Standard Missile for Hypersonic Strike

bobbymike

ACCESS: USAP
Senior Member
Joined
21 April 2009
Messages
13,147
Reaction score
5,988
Interesting concept of operations (from Aviation Week) - http://www.aviationweek.com/aw/generic/story_generic.jsp?channel=defense&id=news/asd/2010/02/04/02.xml&headline=Darpa Eyes SM-3 For Hypersonic Strike
 
Is this some internal Pentagon joke at our expense?

First the Next generation Bomber, then UAVs, now this missile? what happend to RATTLRS? what happend to all the HiFLY / LOFlyte work? who killed the X-51? what the hell is going on? projects are vanishing faster than they can be made...

FALCON? Blackswift? X-51? RATTLRS? Northrop NGB? ..... this is just not cricket at all.
 
I guess they didn't learn the first time around with SM-4. Why am I not surprised given the degree of incompetence we've been seeing lately.
 
sferrin said:
I guess they didn't learn the first time around with SM-4. Why am I not surprised given the degree of incompetence we've been seeing lately.
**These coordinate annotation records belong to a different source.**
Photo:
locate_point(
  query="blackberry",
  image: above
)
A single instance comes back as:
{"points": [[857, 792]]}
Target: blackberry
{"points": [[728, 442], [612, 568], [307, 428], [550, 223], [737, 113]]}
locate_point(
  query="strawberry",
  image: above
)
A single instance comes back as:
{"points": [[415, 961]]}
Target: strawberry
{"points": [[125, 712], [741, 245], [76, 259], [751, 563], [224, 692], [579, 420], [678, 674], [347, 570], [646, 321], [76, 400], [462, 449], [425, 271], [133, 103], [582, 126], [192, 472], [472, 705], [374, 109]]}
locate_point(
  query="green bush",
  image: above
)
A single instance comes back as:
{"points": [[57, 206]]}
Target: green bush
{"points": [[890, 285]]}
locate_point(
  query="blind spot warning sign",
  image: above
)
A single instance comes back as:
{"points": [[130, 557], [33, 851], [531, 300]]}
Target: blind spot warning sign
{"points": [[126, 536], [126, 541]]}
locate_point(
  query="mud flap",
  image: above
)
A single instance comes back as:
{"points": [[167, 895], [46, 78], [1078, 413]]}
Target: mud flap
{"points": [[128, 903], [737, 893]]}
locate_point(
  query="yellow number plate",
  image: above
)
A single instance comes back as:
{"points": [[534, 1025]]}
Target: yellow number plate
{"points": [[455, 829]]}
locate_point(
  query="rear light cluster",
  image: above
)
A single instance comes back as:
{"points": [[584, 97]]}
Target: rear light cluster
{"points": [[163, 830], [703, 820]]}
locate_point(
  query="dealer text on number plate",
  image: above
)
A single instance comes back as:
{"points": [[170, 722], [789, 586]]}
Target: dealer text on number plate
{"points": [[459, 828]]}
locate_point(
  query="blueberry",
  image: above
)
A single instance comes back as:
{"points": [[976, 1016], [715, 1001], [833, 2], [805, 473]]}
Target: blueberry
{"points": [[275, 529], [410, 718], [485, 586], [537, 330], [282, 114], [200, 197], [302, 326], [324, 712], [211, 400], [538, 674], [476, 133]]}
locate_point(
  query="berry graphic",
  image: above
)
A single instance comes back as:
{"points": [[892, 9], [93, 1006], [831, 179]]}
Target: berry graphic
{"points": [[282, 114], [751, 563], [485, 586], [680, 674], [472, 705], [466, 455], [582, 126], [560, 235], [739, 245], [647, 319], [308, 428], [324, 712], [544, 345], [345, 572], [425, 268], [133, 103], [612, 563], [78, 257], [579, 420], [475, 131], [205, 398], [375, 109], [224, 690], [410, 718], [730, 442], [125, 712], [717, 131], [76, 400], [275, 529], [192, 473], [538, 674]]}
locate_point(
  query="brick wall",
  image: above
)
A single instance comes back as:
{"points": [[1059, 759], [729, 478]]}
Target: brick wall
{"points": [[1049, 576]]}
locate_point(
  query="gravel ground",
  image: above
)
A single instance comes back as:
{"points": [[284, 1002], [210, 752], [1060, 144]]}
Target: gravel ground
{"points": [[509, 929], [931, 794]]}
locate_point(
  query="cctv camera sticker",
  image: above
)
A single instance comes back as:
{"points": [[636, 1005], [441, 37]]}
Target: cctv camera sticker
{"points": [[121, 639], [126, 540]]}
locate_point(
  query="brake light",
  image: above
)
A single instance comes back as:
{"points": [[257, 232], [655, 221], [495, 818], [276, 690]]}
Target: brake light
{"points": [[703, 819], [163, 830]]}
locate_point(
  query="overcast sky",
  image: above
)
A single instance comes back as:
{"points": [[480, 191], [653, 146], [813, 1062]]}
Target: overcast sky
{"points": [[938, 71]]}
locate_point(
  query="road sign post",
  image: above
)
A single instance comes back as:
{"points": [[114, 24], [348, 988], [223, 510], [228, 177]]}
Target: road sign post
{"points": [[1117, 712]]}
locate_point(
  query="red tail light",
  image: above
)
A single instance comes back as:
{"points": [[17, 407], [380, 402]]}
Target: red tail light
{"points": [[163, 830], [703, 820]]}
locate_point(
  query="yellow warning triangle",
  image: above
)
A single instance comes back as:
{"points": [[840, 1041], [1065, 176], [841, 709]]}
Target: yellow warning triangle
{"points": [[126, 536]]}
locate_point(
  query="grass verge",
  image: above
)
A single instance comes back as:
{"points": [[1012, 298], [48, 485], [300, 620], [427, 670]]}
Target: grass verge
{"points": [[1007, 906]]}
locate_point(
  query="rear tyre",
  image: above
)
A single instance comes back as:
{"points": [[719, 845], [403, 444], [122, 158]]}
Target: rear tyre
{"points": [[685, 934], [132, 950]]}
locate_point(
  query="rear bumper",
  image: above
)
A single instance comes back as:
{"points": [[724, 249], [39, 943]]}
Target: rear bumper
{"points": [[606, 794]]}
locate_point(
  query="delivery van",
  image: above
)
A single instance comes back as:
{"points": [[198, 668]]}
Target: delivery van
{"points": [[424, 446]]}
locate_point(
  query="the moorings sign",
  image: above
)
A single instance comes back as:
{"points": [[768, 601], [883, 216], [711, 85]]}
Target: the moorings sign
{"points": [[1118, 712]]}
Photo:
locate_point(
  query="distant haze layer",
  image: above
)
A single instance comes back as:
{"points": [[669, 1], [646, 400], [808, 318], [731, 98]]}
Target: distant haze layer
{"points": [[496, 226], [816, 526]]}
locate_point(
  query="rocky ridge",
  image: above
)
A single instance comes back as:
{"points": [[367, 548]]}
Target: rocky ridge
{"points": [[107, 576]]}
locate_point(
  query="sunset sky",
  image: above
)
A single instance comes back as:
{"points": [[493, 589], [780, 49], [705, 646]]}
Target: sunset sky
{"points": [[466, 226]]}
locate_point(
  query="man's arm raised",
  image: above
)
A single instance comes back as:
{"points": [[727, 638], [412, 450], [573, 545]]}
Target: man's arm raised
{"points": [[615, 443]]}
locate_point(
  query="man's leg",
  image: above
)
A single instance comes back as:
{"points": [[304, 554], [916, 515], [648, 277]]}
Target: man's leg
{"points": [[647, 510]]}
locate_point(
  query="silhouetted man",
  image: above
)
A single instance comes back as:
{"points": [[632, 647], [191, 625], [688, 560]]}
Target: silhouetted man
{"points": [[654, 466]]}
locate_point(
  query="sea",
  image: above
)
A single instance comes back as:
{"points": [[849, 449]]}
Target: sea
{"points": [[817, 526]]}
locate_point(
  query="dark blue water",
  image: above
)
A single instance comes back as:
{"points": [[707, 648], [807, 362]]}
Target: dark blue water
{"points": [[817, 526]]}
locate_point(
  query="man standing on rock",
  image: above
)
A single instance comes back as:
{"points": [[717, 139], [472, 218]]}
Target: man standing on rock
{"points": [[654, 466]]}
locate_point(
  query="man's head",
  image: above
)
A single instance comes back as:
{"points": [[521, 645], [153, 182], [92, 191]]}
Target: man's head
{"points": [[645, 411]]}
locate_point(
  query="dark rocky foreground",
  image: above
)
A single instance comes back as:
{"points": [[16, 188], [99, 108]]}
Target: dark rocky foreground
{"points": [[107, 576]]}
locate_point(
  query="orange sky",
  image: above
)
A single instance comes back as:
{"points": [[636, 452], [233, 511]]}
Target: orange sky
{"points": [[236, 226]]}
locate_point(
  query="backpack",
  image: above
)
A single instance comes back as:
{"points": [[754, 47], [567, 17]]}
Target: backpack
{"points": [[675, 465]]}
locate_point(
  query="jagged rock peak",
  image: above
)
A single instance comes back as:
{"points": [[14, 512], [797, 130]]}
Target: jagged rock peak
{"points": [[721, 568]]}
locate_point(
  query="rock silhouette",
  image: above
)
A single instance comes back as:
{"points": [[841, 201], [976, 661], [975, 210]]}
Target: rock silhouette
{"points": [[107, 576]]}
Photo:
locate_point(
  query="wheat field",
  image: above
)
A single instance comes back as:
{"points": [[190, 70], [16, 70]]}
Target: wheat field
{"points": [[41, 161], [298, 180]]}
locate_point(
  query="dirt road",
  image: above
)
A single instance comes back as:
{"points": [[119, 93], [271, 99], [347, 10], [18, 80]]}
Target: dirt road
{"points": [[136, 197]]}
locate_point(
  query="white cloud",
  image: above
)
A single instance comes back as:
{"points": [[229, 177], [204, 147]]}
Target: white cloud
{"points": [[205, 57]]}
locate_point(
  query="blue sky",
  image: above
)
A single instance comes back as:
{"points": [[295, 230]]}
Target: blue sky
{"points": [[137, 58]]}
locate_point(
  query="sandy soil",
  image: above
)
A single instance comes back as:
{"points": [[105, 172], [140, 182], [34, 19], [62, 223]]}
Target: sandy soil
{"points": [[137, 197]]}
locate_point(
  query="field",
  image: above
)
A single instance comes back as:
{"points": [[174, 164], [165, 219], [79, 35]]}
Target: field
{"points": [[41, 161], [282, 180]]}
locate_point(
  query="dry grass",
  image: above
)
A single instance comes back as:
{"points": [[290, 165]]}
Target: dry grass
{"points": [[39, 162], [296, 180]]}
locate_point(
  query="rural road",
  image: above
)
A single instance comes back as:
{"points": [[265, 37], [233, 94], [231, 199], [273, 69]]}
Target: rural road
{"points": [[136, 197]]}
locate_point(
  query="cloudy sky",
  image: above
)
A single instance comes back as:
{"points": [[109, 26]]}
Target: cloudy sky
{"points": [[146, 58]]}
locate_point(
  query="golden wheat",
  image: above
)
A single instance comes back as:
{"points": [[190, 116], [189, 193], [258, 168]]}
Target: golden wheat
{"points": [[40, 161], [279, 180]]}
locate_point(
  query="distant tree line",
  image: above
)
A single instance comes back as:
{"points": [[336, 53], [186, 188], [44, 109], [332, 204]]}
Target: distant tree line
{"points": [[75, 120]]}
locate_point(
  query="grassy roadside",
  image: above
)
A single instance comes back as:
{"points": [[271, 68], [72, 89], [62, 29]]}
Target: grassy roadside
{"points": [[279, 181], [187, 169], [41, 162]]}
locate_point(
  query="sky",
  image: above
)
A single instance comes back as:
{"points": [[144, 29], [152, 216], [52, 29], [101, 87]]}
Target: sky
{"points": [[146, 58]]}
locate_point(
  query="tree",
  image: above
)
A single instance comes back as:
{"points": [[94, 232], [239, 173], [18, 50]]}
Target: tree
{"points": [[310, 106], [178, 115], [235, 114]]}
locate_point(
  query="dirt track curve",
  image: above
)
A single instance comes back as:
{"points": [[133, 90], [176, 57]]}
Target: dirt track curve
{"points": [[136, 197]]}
Or perhaps they finally did learn something--SM-4's lack of a bunker-penetrating capability wasn't quite as important as they thought it was.
 
YJ102R engines any one? RATTLRS effort? sled test and a 2007 flight test date? Lockheed Martin doing the airframe and Rolls Royce the engines? mach 4 cruise high speed long range strike?

Where did it vanish to? where the hell have all the other projects gone? the same memory hole?
 
Ian33 said:
YJ102R engines any one? RATTLRS effort? sled test and a 2007 flight test date? Lockheed Martin doing the airframe and Rolls Royce the engines? mach 4 cruise high speed long range strike?

Where did it vanish to? where the hell have all the other projects gone? the same memory hole?

X-51, FALCON (HTV-2), RATTLRS are all quite alive. "Northrop NGB" never existed as a program.
 
Besides this is a DARPA activity so its not an actual procurement or development program it is technology development and exploration. And if that wasn't enough they just want the rocket stack of a SM-3 Block II (full width 2nd stage) for a booster. A very high power, should be off the shelf two stage booster in order to get a test vehicle into a hypersonic attitude. But never let a fact get in the way of a good rant.
 
2000 nautical miles with a 200 lbs payload? 2 observations 1) does this not run afoul of the INF Treaty for ship/surface launched IRBMs and 2) with a warhead that size you are talking about having pinpoint accuracy to be effective.

I was a fan of ATKs Submarine Launched Global Strike Missile a surface to surface intermediate range missile based on the KEI. It is still on ATKs website although have not seen any news stories lately. There was also a couple of stories about an Army global strike missile that has not been in the news lately.
 
Abraham Gubler said:
Besides this is a DARPA activity so its not an actual procurement or development program it is technology development and exploration. And if that wasn't enough they just want the rocket stack of a SM-3 Block II (full width 2nd stage) for a booster. A very high power, should be off the shelf two stage booster in order to get a test vehicle into a hypersonic attitude. But never let a fact get in the way of a good rant.

Yeah, Block II is a different kettle of fish. The title sounded like they were just going to (effectively) slap an SM-3 booster on an SM-4 and call it "revolutionary" and use it as justification to cancel the various hypersonic efforts. Unfortunately I've come to expect this kind of crap these days. This idea DARPA is proposing though sounds like such a good idea that it will surely go nowhere fast. :mad:
 
bobbymike said:
2000 nautical miles with a 200 lbs payload? 2 observations 1) does this not run afoul of the INF Treaty for ship/surface launched IRBMs and 2) with a warhead that size you are talking about having pinpoint accuracy to be effective.

INF applies only to ground-based missiles. Ship-launched weapons are excluded from its provisions because "intermediate-range missiles" are defined in the treaty to be only ground-launched cruise missiles and ground-launched ballistics missiles.
 
Grey Havoc said:
Isn't INF effectively defunct?

Its still fully in effect. Russia was talking about withdrawing from it at several points, but this is unlikely now that the US has scaled back its European based missile defense plans to use SM-3 interceptors. SM-3 could shoot down IRBMs, but not ICBMs so it no longer makes sense for Russian to field a new MRBM or IRBM design as a countermeasure.